I found myself falling in love with some of the characters long before I knew they were, well…themselves. Carmine is a 71-year-old man talking about loving and missing his wife. My note to myself was, “I want that love.” Another man with face tattoos auditioned to play a psychopath, and though it should have been a tad concerning, I adored him right away. Mike Mike, though, is where we start to find out that there is true humanity in these men.
Divine G always feels different than the other prisoners. He is well-spoken, well mannered and educated. He loves the arts. His cell is filled with books and a typewriter, things an intellectual would have, but he never for a second believes he is better than anyone else. Domingo’s ability to bring this to life without making him feel stuffy or elitist is excellent. Watching his character’s relationship with men who seem so different from himself is something more people should be taking note of.
Throughout Sing Sing, I was constantly waiting for a tragedy.
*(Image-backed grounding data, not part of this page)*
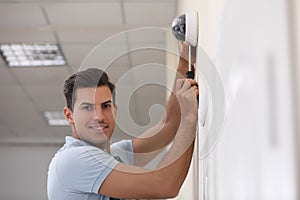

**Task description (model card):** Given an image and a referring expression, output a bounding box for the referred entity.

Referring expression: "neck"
[98,140,111,153]
[72,131,111,153]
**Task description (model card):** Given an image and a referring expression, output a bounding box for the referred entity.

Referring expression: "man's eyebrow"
[79,100,113,106]
[79,102,94,106]
[101,100,113,105]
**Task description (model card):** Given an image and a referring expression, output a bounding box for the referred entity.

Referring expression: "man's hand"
[175,78,198,121]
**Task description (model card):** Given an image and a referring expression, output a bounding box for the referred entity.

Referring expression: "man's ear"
[64,107,74,124]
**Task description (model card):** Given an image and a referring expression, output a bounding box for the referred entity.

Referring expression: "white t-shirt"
[47,136,134,200]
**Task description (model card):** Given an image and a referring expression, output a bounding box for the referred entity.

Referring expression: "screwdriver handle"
[186,71,194,79]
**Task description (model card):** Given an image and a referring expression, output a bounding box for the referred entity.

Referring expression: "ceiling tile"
[61,32,128,71]
[124,1,176,26]
[0,66,16,83]
[128,45,166,67]
[22,83,63,100]
[44,3,123,26]
[34,96,65,112]
[78,45,129,70]
[0,84,28,100]
[0,30,56,43]
[105,54,130,84]
[22,83,66,111]
[0,55,5,66]
[60,43,98,71]
[10,66,70,84]
[56,30,121,43]
[0,4,48,26]
[127,28,166,43]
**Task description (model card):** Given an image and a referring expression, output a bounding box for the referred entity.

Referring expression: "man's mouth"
[88,124,108,132]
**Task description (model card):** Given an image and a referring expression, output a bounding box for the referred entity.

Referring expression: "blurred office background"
[0,0,299,200]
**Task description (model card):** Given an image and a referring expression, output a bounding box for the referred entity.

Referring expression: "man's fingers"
[181,79,192,91]
[180,79,198,92]
[176,78,185,92]
[176,79,199,103]
[184,84,199,97]
[182,41,190,48]
[188,79,198,88]
[176,79,197,91]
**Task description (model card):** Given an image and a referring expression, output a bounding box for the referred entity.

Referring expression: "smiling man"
[67,85,117,151]
[47,42,199,200]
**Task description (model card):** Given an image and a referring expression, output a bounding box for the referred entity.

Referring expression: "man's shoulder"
[53,140,109,171]
[111,140,134,165]
[53,142,117,178]
[111,139,133,151]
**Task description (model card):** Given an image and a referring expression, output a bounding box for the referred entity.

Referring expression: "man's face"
[65,86,117,147]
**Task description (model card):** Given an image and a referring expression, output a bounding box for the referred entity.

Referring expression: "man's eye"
[82,105,93,110]
[102,104,112,109]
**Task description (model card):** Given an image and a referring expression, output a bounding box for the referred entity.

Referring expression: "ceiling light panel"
[43,111,68,126]
[0,43,66,67]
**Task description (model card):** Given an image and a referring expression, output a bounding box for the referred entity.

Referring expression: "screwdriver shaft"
[186,45,194,79]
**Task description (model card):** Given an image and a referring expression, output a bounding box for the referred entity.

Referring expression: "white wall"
[0,144,60,200]
[170,0,227,199]
[289,0,300,194]
[175,0,299,199]
[203,0,297,199]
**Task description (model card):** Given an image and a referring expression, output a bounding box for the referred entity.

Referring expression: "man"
[47,42,198,200]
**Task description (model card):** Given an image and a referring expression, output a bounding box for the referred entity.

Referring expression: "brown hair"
[63,68,115,110]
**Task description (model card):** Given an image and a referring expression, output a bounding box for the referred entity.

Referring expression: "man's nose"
[93,107,105,121]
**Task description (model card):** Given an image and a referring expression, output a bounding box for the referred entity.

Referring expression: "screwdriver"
[186,45,194,79]
[185,45,199,104]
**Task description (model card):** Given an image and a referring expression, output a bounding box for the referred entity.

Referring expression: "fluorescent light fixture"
[43,112,69,126]
[0,43,66,67]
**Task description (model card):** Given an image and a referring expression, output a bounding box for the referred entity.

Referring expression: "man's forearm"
[164,57,189,124]
[156,117,196,193]
[132,45,196,166]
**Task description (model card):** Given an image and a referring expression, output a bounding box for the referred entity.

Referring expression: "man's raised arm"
[132,42,197,166]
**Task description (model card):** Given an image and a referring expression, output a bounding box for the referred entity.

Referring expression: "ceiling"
[0,0,179,144]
I was waiting for someone in the program to ruin it for the rest. I was waiting for a violent crime if I’m honest. Though there are absolutely ups and downs, I was surprised with where they came from and how they were handled. We weren’t watching men survive “prison life”, we were just watching them survive real life, and all the things that come with that: life, death and even moms.
When we see our now actors with costumes and props, we see almost childlike behaviour. One man notes he hasn’t seen himself in a suit in 15 years, and some are running around with fake swords. We even see them pushing each other around in a laundry cart decked out like a boat. RTA brought humanity to men who thought they lost it. It brought skills they would have never had, including confidence and faith in themselves.
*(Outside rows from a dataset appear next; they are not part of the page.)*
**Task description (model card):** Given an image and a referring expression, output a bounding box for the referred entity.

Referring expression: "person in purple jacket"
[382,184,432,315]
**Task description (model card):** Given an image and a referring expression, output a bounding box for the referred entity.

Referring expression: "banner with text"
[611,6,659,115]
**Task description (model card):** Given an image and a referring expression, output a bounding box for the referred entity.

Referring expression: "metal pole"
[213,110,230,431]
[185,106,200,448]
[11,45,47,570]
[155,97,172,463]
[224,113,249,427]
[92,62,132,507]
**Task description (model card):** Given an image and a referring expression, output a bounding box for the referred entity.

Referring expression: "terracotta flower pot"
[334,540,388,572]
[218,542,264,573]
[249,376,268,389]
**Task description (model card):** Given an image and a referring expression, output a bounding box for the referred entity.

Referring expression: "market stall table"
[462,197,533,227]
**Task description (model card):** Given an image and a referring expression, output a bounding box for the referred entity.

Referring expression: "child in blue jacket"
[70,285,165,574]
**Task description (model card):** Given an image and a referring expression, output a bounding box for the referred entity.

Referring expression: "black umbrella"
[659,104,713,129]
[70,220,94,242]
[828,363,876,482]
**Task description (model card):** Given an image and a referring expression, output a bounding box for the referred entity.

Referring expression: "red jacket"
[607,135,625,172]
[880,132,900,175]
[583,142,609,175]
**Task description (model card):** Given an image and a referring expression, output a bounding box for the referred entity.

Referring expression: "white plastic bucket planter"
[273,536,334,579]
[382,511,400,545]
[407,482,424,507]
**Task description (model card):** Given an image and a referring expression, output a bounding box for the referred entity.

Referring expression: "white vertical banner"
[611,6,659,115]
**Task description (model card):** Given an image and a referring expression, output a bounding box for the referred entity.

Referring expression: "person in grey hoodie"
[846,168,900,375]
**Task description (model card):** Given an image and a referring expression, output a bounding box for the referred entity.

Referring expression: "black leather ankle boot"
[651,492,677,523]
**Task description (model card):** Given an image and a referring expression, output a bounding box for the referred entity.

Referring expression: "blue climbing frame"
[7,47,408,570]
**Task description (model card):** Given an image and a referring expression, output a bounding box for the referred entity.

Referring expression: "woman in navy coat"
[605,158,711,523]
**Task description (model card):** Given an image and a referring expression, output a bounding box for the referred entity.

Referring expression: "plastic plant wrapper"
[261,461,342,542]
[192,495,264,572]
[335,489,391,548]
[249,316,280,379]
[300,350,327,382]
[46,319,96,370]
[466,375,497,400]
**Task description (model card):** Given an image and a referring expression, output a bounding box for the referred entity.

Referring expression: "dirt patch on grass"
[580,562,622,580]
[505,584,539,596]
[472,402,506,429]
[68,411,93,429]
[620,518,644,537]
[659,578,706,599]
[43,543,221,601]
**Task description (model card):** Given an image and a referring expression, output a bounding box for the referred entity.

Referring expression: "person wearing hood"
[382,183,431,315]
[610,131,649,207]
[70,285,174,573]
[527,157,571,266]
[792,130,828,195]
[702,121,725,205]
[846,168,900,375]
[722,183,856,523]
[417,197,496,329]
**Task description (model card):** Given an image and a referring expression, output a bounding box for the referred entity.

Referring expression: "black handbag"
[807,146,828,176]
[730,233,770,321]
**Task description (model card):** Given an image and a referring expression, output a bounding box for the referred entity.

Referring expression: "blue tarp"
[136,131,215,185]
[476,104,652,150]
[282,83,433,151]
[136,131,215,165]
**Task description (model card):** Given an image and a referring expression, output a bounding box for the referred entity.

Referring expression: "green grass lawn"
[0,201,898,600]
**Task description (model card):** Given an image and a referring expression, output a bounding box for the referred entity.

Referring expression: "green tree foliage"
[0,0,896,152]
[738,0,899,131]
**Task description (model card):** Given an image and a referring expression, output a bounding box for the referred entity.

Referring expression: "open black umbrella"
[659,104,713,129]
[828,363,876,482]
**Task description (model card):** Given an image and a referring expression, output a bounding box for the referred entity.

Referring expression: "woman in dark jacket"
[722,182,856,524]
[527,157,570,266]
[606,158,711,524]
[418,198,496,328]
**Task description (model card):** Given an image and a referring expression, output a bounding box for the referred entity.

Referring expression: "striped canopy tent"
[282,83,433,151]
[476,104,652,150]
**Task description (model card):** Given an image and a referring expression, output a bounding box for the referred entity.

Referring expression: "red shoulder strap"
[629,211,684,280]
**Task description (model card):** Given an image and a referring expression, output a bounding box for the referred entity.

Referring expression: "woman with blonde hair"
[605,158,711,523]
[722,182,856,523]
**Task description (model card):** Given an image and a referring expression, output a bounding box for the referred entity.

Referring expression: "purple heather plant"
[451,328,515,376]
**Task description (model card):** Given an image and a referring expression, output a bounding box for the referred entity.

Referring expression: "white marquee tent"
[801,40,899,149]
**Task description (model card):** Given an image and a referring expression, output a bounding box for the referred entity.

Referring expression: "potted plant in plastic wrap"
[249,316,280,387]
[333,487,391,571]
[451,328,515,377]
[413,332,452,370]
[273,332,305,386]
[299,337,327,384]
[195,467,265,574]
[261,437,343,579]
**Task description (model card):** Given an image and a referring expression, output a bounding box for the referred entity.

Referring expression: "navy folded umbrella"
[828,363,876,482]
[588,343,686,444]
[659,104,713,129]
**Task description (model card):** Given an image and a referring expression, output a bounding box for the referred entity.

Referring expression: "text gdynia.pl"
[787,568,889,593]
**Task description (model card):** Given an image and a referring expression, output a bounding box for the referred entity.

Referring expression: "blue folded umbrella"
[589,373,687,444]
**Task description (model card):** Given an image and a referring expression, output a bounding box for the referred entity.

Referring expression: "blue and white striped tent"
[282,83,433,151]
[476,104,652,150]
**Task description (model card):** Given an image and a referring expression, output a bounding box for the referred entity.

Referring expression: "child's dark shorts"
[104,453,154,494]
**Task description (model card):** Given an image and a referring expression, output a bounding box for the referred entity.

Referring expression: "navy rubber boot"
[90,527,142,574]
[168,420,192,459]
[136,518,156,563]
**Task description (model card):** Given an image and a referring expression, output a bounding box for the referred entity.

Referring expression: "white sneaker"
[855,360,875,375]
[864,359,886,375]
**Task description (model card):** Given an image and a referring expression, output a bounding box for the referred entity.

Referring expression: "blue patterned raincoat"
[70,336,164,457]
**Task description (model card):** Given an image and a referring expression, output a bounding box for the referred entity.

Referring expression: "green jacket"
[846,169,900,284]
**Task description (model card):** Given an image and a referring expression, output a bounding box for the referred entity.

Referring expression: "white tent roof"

I think the most meaningful metaphor to me was Divine G playing Goliath. “Never fear, Gladiator Goliath is here!”. Divine G was a saviour to many of these men, in and out of the program. He pushes them to be better, helps them with parole, and convinces them not to give up after certain events. In the Q&A, Maclin noted that prison won’t rehabilitate anyone; they have to be willing to rehabilitate themselves, and that is what Whitfield helped other people do during his time at Sing Sing and continues to do today.
“Sing Sing is a poignant look at brotherhood and humanity in a world where our justice system looks to lock away rather than rehabilitate.”
A minimal complaint from me would be some issues with pacing. The relationship between Whitfield and Maclin starts off tense. Divine Eye is resistant to the process, and Divine G really doesn’t seem to have faith. It feels like, in one scene, they decide to get over it and become fast friends, almost like we are missing a scene somewhere to see that turning point. Outside of that, every relationship really serves a purpose and feels genuine.
Sing Sing is a poignant look at brotherhood and humanity in a world where our justice system looks to lock away rather than rehabilitate. With Kwedar’s skillful way of delivering audiences into the minds of these characters without a word and how real they genuinely feel (because they are), makes Sing Sing a must-watch at TIFF 2023.